EN parcourant les papiers laissés par un membre de l'ancienne Académie royale des belles-lettres de Caen, nous avons rencontré un manuscrit de quelques feuillets, d'une écriture inconnue, sans date et sans nom d'auteur. Cette pièce contient la relation d'une Fête donnée à Caen par M. Guinet, l'un des Intendants de notre Généralité, et à laquelle l'Académicien avait pris part dans sa jeunesse, ainsi que celui qui a écrit ces pages. Cette description des moeurs et des plaisirs d'une génération qui est déjà bien loin de nous ne sera peut-être pas lue, sans quelque intérêt, à une époque où nous terminons aussi notre carnaval, et où l'introduction du quadrille anglais semble faire entrer la danse dans une nouvelle période et la rapprocher un peu des anciens quadrilles français que dansaient nos pères. A Caen, dans le siècle dernier, des figures de ces danses avaient même reçu les noms de plusieurs familles que leurs services ont rendues populaires parmi nous. On avait alors l'amour de son clocher et de sa province, jusque dans les plus petites choses. Et cet esprit de nationalité, qui existait plus en Normandie que dans tout le reste de la Monarchie, avait peut-être contribué à en faire la première province de la France. C'est à ceux qui ont conservé quelque goût pour les épisodes, même les plus légers, de notre histoire locale, que s'adressent surtout ces lignes, dont nous regrettons, malgré nos recherches, de ne pouvoir nommer l'auteur.
 
Tout le monde sait encore, dans notre ville, que le premier administrateur de notre province de Basse-normandie, l'Intendant de la Généralité de Caen, habitait un hôtel, situé rue des Carmes, n°44, et qui « est devenu historique par le séjour qu'y firent les Girondins après le 31 mai 1795 (1). » C'est dans cet hôtel qu'eut lieu cette Fête de carnaval qu'un narrateur, inconnu pour nous, se charge de raconter, dans la lettre suivante, écrite à une Dame de sa connaissance :

« MADAME,
 
La fête que M. et Mme Guinet donnèrent le dimanche gras, mérite trop votre attention, pour manquer de vous en entretenir.

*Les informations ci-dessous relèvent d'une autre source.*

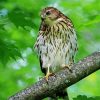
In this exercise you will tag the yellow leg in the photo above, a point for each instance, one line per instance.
(67, 66)
(48, 73)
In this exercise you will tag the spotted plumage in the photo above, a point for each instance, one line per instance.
(56, 42)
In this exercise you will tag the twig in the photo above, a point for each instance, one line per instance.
(60, 80)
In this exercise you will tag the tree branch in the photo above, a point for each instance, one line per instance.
(60, 80)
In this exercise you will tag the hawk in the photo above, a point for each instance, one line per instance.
(56, 42)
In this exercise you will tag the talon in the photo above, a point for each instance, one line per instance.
(67, 66)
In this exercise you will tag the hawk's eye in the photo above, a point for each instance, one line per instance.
(48, 13)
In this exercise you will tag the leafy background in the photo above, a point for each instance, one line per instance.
(19, 24)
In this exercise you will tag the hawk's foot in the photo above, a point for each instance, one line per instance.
(47, 75)
(67, 66)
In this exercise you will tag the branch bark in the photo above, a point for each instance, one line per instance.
(60, 80)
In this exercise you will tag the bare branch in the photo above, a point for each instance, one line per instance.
(60, 80)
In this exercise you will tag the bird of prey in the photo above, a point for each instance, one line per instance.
(56, 42)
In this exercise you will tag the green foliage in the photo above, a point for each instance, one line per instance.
(83, 97)
(19, 24)
(8, 50)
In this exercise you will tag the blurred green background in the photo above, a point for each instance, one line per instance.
(19, 25)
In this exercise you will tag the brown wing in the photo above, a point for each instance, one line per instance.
(40, 41)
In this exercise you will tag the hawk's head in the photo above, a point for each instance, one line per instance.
(50, 15)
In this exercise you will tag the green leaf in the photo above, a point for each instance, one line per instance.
(20, 18)
(8, 50)
(84, 97)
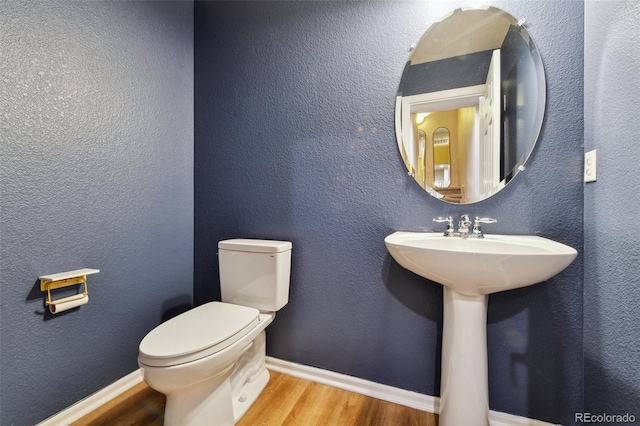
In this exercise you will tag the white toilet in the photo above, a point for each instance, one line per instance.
(210, 360)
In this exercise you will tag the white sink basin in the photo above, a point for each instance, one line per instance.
(476, 266)
(470, 269)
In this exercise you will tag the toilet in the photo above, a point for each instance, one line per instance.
(210, 360)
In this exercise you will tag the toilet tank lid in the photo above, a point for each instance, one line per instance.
(258, 246)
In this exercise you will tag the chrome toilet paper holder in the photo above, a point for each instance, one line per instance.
(66, 279)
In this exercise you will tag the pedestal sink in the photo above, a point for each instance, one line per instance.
(470, 269)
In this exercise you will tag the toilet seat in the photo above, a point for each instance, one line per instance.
(197, 333)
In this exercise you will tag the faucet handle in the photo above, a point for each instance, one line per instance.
(450, 229)
(477, 230)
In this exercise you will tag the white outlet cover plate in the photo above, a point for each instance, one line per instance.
(590, 169)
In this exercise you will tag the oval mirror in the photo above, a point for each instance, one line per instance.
(477, 75)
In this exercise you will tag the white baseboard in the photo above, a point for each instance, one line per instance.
(404, 397)
(93, 401)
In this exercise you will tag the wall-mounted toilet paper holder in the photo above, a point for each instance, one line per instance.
(66, 279)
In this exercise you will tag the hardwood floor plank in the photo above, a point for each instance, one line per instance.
(276, 401)
(286, 401)
(140, 405)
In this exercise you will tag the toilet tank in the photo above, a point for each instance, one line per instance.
(255, 273)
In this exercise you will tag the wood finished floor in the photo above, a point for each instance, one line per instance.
(286, 400)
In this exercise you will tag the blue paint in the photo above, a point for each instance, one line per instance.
(294, 140)
(612, 256)
(97, 171)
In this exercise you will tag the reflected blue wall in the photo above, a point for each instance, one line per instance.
(96, 170)
(294, 139)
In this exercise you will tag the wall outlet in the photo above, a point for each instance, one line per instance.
(590, 166)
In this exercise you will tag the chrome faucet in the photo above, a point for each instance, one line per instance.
(463, 226)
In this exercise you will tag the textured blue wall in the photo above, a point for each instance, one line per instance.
(612, 206)
(294, 139)
(96, 166)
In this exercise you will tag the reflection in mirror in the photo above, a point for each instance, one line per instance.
(477, 76)
(441, 158)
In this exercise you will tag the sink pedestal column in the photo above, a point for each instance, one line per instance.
(464, 392)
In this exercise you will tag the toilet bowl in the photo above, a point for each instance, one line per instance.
(210, 360)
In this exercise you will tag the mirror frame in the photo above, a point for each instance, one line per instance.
(515, 146)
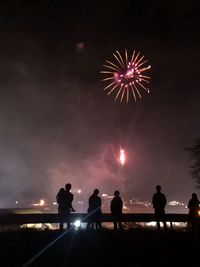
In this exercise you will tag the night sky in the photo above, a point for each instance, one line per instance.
(57, 125)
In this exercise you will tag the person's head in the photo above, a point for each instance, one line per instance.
(116, 193)
(194, 195)
(68, 187)
(96, 191)
(158, 188)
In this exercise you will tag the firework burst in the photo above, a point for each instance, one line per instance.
(125, 76)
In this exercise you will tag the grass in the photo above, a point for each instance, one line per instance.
(136, 247)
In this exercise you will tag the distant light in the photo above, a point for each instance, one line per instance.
(122, 156)
(77, 223)
(41, 203)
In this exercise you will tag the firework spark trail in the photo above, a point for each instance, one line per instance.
(124, 76)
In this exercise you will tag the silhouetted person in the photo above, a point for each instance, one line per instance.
(159, 202)
(69, 200)
(193, 206)
(62, 206)
(94, 210)
(116, 206)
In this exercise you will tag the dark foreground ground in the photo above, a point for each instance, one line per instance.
(99, 248)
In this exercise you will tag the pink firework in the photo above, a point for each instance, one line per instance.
(125, 76)
(122, 156)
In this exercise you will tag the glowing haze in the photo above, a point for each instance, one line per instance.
(58, 126)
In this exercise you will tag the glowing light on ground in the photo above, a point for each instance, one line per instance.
(125, 76)
(41, 203)
(77, 223)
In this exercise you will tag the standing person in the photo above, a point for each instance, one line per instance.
(94, 210)
(62, 206)
(69, 200)
(116, 206)
(193, 206)
(159, 202)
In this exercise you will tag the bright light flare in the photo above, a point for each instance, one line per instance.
(77, 223)
(122, 157)
(125, 76)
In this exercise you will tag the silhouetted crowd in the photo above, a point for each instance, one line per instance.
(159, 201)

Je dois vous dire avant toutes choses que Mme Guinet avait déclaré, quinze jours auparavant, qu'elle ne souperait point chez elle pour y venir masquée et qu'on lui ferait plaisir de suivre cet exemple, ce qui engagea bien du monde à préparer des parties dont l'exécution a parfaitement réussi, ainsi que vous en pourrez juger par le détail particulier que je vais avoir l'honneur de vous en faire.
   
Vous connaissez assez la distribution des appartements pour ne pas vous arrêter à vous en faire la description. La grande salle, qui était celle du bal, était parfaitement éclairée et ornée de quantité de glaces et de fleurs. Tout le reste était dans le même goût.
   
La fête s'ouvrit par une mascarade qui prévint et surprit tout le monde. M. l'Intendant, arrivant pour faire commencer la danse, trouva en arrangement dans le bout de la salle deux grandes urnes peintes dans le goût chinois, et toutes ornées de guirlandes et de fleurs naturelles par festons. Elles étaient séparées par une table, sur laquelle M. d'Engranville était placé en Pagode (2) si bien imitée, qu'on y aurait été trompé tant par les couleurs dont son visage était peint que par son habillement et ses postures. Deux petits enfants, habillés à la chinoise, étaient appuyés sur les urnes, tenant chacun un parasol de taffetas blanc, et étaient placés du côté de la Pagode. Deux géants étaient dans les deux bouts, couverts de robes chinoises, et portant chacun une grande corbeille, ornée de petites guirlandes et pleines d'oranges, qu'ils soutenaient avec leurs bras, et paraissaient être sans mouvement. Voilà l'arrangement dans lequel était cette mascarade quand Mme l'Intendante arriva avec sa troupe, qui se composait de douze enfants vêtus de bleu ; tout l'ajustement était en taffetas, et ils avaient toute la grâce de la nouveauté. Mais, avant que d'en venir au détail, il faut finir celui de nos Chinois, dont les urnes s'ouvrirent après un jeu assez long de leur Pagode. Il en sortit un Chinois et une Chinoise, habillés dans tout le goût de ces étrangers. C'étaient MM. d'Engranville et de La Londe, inventeurs de cette mascarade. Les deux géants se mirent aussi en mouvement, et présentèrent leurs oranges aux Dames. MM. de Béneauville et de Pantou faisaient ces rôles. On peut dire qu'il serait difficile de mieux réussir qu'ils ne firent dans leur mascarade. Il est temps de revenir aux enfants vêtus de bleu, dont je vous ai donné toute l'idée. Il ne me reste qu'à vous en dire les noms :

Mmes Guinet, d'Hermanville, Le Riche et de Sourdeval, et Mlles de La Forêt et de Mathan composaient cette partie et avaient choisi, pour leur donner la main, MM. de Bénouville, de Blangy, de la Forêt, de Mesnillet, de Mathan et de Montreuil, capitaine de cavalerie.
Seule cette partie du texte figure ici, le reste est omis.